『不老不死のサイエンス』

三井洋司 著
新潮新書
ISBN4-610159-9
老化と寿命に関する研究の現状を簡略にまとめた本。
新潮新書らしい簡略なまとめ、といえば、確かにその通りのものではあるが、ただし、レトリックや文章表現には、余り巧くなく分かり辛い箇所がある。
(エンドセリンの機能についての説明とか。文章がおかしな例としては、「なぜなら、白血球が侵入してきた細菌を殺すのは、こうした活性酸素から転換したフリーラジカル(遊離活性基)という一群の活性物質だからです。

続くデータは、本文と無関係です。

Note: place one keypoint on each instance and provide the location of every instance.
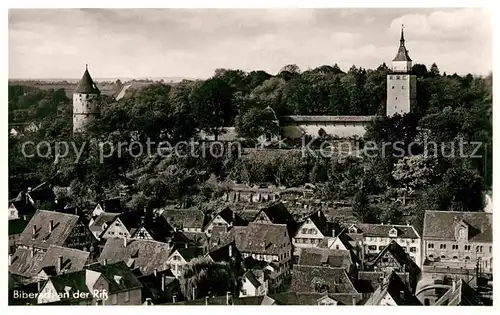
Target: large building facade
(401, 83)
(85, 102)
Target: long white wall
(338, 129)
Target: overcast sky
(137, 43)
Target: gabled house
(460, 294)
(459, 238)
(377, 236)
(226, 217)
(323, 257)
(254, 283)
(312, 231)
(392, 292)
(58, 260)
(143, 256)
(228, 253)
(218, 236)
(324, 280)
(158, 229)
(186, 220)
(55, 228)
(270, 243)
(160, 287)
(101, 223)
(21, 209)
(112, 284)
(394, 259)
(123, 226)
(113, 205)
(181, 257)
(25, 263)
(277, 213)
(35, 266)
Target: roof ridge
(66, 248)
(59, 213)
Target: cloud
(459, 24)
(194, 42)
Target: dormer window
(393, 232)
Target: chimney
(59, 264)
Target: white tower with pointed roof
(401, 83)
(85, 102)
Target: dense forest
(450, 109)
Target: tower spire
(402, 40)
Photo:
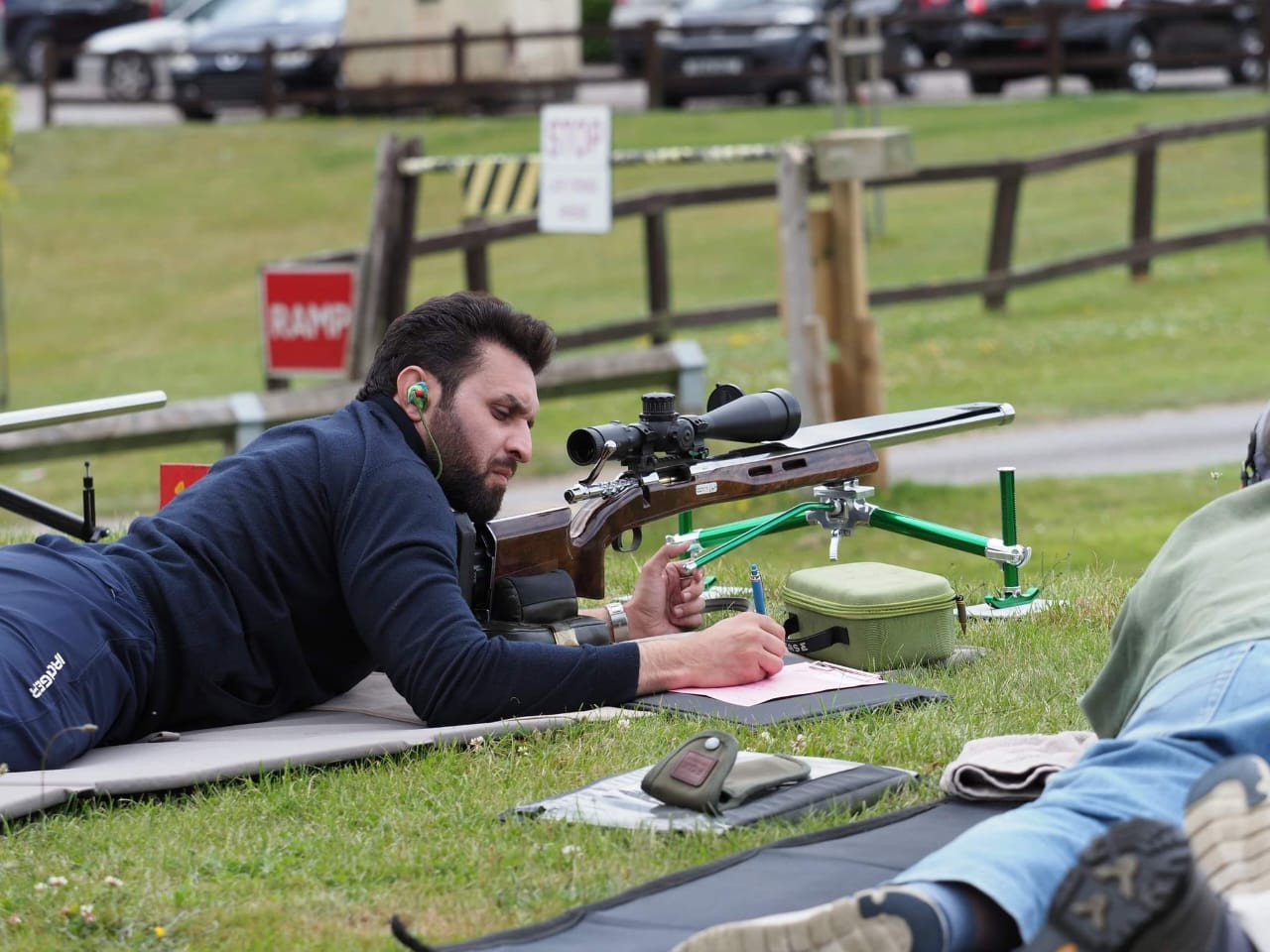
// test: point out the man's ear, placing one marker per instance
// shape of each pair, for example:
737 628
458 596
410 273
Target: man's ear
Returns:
417 391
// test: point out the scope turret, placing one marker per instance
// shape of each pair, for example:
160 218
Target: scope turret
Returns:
772 414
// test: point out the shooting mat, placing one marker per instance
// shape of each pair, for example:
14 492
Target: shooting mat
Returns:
779 878
367 721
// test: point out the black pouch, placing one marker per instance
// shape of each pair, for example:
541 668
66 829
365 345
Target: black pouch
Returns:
543 608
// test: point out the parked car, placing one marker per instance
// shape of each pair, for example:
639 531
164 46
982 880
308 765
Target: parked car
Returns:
626 21
223 64
130 60
1137 30
30 26
767 48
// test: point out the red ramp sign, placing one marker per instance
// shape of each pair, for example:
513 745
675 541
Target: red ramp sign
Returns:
308 317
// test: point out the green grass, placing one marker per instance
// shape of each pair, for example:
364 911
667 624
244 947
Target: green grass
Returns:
131 262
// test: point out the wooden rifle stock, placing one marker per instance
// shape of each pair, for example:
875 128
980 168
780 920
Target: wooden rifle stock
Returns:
556 538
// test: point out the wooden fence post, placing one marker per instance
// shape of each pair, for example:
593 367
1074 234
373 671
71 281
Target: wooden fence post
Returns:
476 267
1001 243
804 329
53 61
653 64
398 286
372 277
1055 50
268 81
1143 225
658 273
460 49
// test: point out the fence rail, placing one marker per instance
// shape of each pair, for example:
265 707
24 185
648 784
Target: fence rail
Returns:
998 278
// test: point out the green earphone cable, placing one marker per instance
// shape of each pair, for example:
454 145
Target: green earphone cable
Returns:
435 447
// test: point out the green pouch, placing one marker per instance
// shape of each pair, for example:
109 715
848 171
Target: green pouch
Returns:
870 615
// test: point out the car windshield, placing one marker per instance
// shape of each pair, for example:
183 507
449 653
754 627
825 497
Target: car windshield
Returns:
698 5
244 12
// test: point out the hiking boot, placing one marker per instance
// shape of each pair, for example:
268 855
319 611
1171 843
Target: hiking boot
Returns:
890 919
1137 889
1228 825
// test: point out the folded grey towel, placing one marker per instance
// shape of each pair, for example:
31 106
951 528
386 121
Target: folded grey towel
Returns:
1014 766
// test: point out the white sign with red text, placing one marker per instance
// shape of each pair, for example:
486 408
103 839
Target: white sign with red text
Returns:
575 177
308 316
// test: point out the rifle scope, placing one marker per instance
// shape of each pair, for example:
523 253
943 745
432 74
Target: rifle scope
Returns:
753 417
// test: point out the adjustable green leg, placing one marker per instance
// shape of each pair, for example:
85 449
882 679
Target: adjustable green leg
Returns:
1012 593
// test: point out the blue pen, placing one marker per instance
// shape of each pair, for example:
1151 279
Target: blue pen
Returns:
756 583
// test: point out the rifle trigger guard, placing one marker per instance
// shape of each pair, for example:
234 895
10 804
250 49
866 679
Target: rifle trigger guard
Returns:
636 537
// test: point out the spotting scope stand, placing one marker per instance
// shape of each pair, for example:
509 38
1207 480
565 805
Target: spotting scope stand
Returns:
81 527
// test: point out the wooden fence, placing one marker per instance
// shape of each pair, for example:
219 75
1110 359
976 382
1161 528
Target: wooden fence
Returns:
393 245
463 91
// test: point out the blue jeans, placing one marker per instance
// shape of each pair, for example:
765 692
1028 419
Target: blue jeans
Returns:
1214 707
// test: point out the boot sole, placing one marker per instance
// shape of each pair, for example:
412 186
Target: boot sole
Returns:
1134 889
1228 825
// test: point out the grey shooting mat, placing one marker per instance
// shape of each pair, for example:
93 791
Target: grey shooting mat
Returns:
619 800
790 708
370 720
779 878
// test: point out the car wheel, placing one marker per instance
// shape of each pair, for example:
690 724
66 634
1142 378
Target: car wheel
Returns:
1141 72
197 113
1251 66
985 84
912 59
817 87
130 77
30 54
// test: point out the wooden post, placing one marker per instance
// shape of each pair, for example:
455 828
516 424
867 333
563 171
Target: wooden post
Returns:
46 82
1143 203
1001 243
653 64
460 48
397 290
657 259
804 329
368 318
268 81
851 325
1055 50
476 267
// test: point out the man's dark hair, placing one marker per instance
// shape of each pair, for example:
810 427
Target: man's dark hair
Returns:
444 334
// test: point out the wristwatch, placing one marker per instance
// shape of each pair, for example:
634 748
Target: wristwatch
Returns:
617 617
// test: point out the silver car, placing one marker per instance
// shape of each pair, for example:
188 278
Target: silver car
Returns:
132 60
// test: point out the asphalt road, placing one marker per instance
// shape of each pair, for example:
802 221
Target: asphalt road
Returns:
621 95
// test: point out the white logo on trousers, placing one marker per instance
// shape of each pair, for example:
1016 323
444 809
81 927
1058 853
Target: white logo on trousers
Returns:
46 680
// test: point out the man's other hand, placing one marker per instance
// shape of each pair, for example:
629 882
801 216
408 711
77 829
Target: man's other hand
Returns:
666 599
738 651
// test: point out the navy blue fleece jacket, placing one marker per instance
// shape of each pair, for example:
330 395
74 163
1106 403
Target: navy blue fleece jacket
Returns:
320 552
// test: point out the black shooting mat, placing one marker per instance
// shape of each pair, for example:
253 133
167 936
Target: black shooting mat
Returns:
779 878
790 708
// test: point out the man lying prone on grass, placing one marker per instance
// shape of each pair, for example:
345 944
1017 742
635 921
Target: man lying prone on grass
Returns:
326 549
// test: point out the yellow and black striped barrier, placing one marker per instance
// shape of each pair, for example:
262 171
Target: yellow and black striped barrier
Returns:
508 182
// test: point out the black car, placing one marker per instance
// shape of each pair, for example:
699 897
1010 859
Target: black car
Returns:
31 26
1144 37
767 48
225 66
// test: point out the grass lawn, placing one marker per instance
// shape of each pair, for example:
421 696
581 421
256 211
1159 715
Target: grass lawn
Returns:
131 261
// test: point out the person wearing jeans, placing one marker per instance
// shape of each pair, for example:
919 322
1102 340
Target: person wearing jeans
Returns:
1098 861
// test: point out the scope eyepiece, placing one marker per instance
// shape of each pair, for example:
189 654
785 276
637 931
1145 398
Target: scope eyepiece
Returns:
754 417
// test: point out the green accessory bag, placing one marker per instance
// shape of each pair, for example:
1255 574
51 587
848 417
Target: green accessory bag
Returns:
870 616
703 774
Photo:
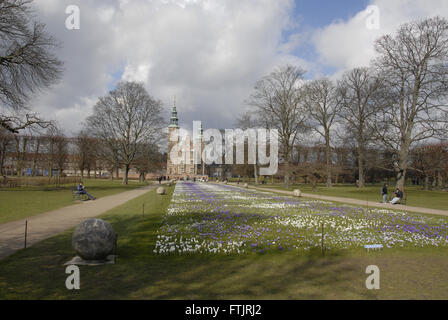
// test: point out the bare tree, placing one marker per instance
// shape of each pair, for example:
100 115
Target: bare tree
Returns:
413 64
360 90
85 152
323 102
6 142
248 121
277 102
127 117
27 63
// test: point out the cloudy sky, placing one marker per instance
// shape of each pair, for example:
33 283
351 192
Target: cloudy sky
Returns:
208 53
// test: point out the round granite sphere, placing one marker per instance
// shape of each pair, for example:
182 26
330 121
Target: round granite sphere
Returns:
94 239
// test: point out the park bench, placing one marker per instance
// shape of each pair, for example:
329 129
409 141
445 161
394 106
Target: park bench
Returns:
402 201
77 195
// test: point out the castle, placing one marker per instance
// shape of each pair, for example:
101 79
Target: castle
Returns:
182 167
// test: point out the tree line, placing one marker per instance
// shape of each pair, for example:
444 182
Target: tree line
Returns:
395 104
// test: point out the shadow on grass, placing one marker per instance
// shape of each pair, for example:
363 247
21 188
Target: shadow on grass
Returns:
39 273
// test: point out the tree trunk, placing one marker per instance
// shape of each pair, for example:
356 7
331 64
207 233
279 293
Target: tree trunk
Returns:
426 183
125 174
255 174
36 154
328 158
361 179
402 165
286 178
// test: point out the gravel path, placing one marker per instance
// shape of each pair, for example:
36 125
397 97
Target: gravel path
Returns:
50 223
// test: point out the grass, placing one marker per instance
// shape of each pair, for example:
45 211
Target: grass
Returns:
20 202
416 197
38 272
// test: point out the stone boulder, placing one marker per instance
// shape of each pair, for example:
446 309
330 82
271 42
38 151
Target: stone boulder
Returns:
94 239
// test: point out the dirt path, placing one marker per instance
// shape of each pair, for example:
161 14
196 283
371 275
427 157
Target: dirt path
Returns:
45 225
358 202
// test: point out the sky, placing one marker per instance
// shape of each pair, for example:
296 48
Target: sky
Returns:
208 53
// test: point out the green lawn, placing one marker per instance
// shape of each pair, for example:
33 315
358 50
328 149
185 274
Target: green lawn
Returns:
21 202
415 195
38 272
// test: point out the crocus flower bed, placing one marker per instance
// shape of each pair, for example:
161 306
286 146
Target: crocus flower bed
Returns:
211 218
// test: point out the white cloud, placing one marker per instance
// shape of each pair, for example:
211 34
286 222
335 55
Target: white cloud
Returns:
208 53
348 44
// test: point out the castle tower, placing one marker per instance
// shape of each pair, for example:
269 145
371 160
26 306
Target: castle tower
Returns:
182 167
173 138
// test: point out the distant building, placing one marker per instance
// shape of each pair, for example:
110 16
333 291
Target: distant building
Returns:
183 166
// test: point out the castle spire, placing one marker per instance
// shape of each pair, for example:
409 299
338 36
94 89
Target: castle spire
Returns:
174 121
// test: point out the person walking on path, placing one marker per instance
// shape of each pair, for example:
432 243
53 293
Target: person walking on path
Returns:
82 190
397 196
384 192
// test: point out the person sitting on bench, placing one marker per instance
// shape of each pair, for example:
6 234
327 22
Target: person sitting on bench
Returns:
82 190
397 196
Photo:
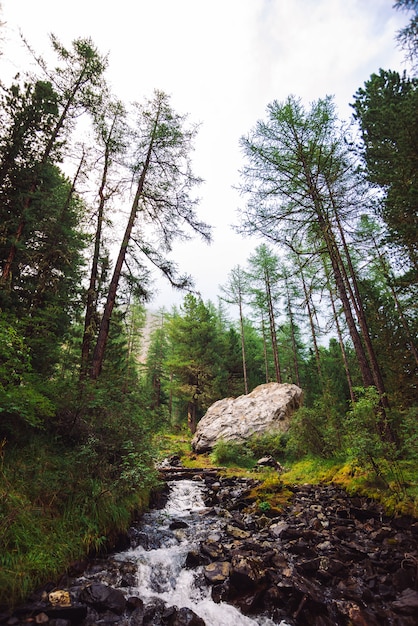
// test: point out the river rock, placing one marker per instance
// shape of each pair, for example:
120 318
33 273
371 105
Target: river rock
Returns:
267 409
103 597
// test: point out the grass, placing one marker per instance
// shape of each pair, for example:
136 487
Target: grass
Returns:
56 516
396 489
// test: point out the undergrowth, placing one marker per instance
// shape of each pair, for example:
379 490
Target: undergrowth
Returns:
61 513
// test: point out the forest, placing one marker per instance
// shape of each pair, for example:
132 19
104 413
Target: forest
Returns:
92 380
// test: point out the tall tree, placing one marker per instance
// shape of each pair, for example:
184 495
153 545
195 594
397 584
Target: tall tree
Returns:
298 175
408 36
233 293
163 183
76 86
264 276
111 131
194 358
386 110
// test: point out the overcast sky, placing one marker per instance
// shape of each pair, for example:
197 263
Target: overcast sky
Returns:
222 62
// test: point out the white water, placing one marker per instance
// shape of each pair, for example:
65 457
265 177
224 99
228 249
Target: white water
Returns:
160 569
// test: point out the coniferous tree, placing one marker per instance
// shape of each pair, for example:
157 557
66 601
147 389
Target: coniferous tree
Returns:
162 200
298 179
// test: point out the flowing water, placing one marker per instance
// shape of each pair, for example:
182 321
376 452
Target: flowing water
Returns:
160 558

」とか。
ちなみに、おわりに、には、ゴーストライターの名前も書かれているが)
余人を以って替え難い専門的な話題なら、これで仕方がない、と諦めるのかもしれないが、このテーマで且つ簡略なまとめで良いのならば、他に良書もあるのでは、というのが、正直な印象。
良くいって、他に全く何もなければ、というところであり、無理に、という程の本ではないのではなかろうか。
駄目という程、悪い本ではないが、元々、新潮新書らしい簡略なまとめは無理にというものでもないのに、更に、無理にという程ではない、とくれば、若干厳しいのではないかと思う。
それでも良ければ、というところだが、別に薦めるような本でもない。
以下メモ。
・体細胞は特定の機能を持つので、クローン動物の実験が余り巧く行かないのは、この体細胞機能の初期化が巧く行っていないから、という考えもできる。
・成体幹細胞の分裂回数には限界がある。
・これまでに分かっている寿命にかかわる遺伝子としては、活性酸素を抑えるものと糖の利用に関するものがある。また、カロリー制限を行うと寿命が延びることは多くの実験で報告されているが、それには、カロリー制限を行うと、タンパク質からアセチル基を取り除くデ・アセチラーゼの活性が高まり、細胞分裂を抑えてガン抑制にも働くp53タンパクが脱アセチル化されて活性を失うことがかかわっているらしい。